Rencontre au Havre : Annie Ernaux à la Galerne

photo Catherine Hélie

C’est le retour d’Annie Ernaux. En Normandie. L’écrivaine qui a passé son enfance à Yvetot vient parler de Mémoire de fille, son nouveau roman mardi 14 juin à La Galerne au Havre.

 

photo Catherine Hélie
photo Catherine Hélie

Annie Ernaux n’écrit pas pour elle. Ou pas que. Depuis Les armoires vides, elle tire de sa propre existence le matériau d’une expérience universelle à partager avec le plus grand nombre. Elle pétrit, tord, rince pour tirer un suc qui nous éloigne bien loin de l’autofiction.

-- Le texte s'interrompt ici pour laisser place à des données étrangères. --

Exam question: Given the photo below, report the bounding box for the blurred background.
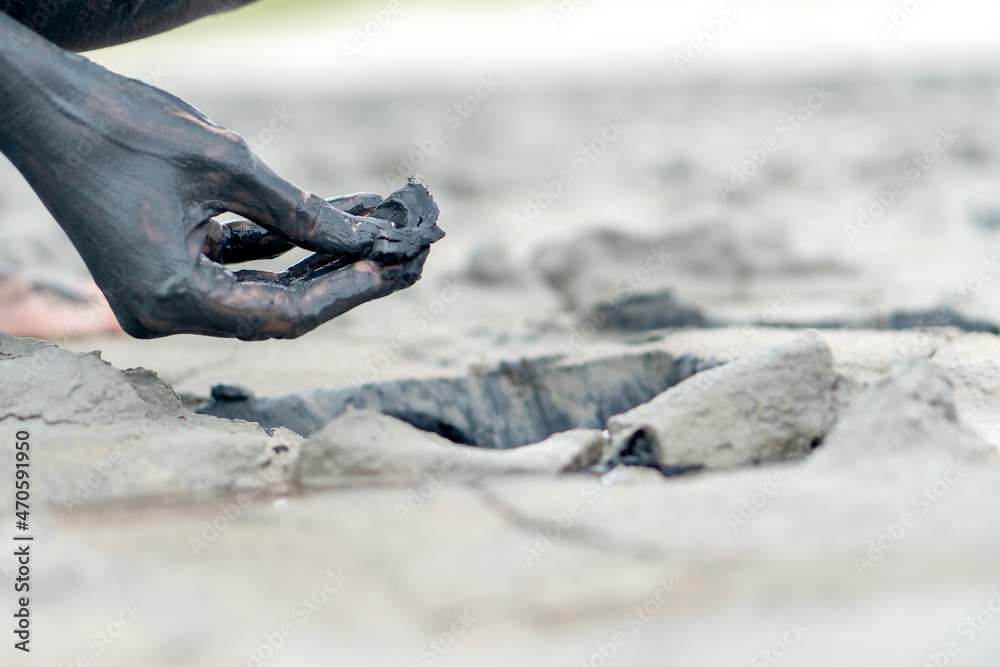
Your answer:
[9,0,1000,667]
[0,0,1000,395]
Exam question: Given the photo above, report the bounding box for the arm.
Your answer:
[0,0,255,51]
[0,14,442,339]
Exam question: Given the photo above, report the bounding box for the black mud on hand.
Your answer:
[364,182,444,266]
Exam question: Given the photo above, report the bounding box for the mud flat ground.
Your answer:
[0,2,1000,667]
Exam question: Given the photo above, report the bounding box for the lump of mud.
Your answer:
[588,290,712,333]
[818,359,997,464]
[199,349,697,449]
[608,332,852,472]
[296,411,605,487]
[0,333,302,509]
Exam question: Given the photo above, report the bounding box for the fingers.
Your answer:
[201,220,295,264]
[144,252,427,340]
[215,160,387,254]
[365,183,444,266]
[215,156,444,265]
[326,192,382,215]
[202,192,382,264]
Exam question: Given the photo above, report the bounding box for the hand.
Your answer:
[0,24,443,340]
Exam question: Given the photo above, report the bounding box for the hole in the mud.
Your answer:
[618,428,660,469]
[389,412,475,445]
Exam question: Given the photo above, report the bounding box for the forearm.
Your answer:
[0,0,255,51]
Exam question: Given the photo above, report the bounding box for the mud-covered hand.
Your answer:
[0,14,442,340]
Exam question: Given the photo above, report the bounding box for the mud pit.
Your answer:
[9,2,1000,667]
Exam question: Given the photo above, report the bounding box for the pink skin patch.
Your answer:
[354,259,382,289]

Dans Mémoire de fille, elle poursuit son oeuvre jusqu’à centrer son livre sur sa première expérience sexuelle. Un épisode de son existence encore rebelle à l’écrit. Un tournant à la fois difficile et majeur, en cet été 1958.

 

« Même sans photo, je la vois, Annie Duchesne, quand elle débarque à S du train de Rouen en début d’après-midi, le 14 août. Elle porte des lunettes de myope qui lui rapetissent les yeux mais sans lesquelles elle se meut dans le brouillard ». Annie Ernaux revient sur cette colonie de vacances dans l’Orne où elle atterrit comme monitrice, libérée de ses parents et pleine de désir. Elle rencontre un homme qui l’attirera dans son lit avant de la repousser et d’en faire la risée du camp.

 

Une fois encore, l’auteure ne se cache pas. Une fois encore, elle raconte sans complaisance et dissèque tel un chirurgien penché sur la table d’opération. Une écriture sèche et précise. Un exercice qui va puiser dans l’intime, tellement difficile qu’Annie – Ernaux – parlera constamment d’Annie – Duchesne – à la troisième personne. Comme si elle était une autre. « J’ai voulu oublier cette fille. L’oublier vraiment, c’est-à-dire, ne plus avoir envie d’écrire sur elle. » Avant de pouvoir se réconcilier avec elle-même. « C’est la première fois que je retrace cette nuit du 16 au 17 aout 1958, en éprouvant une satisfaction profonde il me semble que je peux m’approcher davantage de la réalité. Qui n‘était ni l’horreur ni la honte. »

 

C’est bien plus qu’une histoire de « première fois », surtout le récit d’une transformation. « Mais cette fille en train de dévorer un gâteau à la crème au bord de l’Orne en pleurant, je la sais fière de ce qu’elle a vécu, tenant pour négligeables les avanies et les insultes. Elle est dans l’orgueil de l’expérience, de la détention d’un savoir nouveau dont elle ne peut mesurer, imaginer ce qu’il produira en elle dans les mois qui viennent. L’avenir d’une acquisition est imprévisible. Elle n’a pas rencontré ses semblables, c’est elle qui n’est plus la même. » Il n’est même pas interdit de penser que sans les événements de Mémoire de fille, il n’y aurait pas eu d’Annie Ernaux…

 

H.D.

 

  • Mardi 14 juin à 18 heures à La Galerne au Havre. Entrée libre.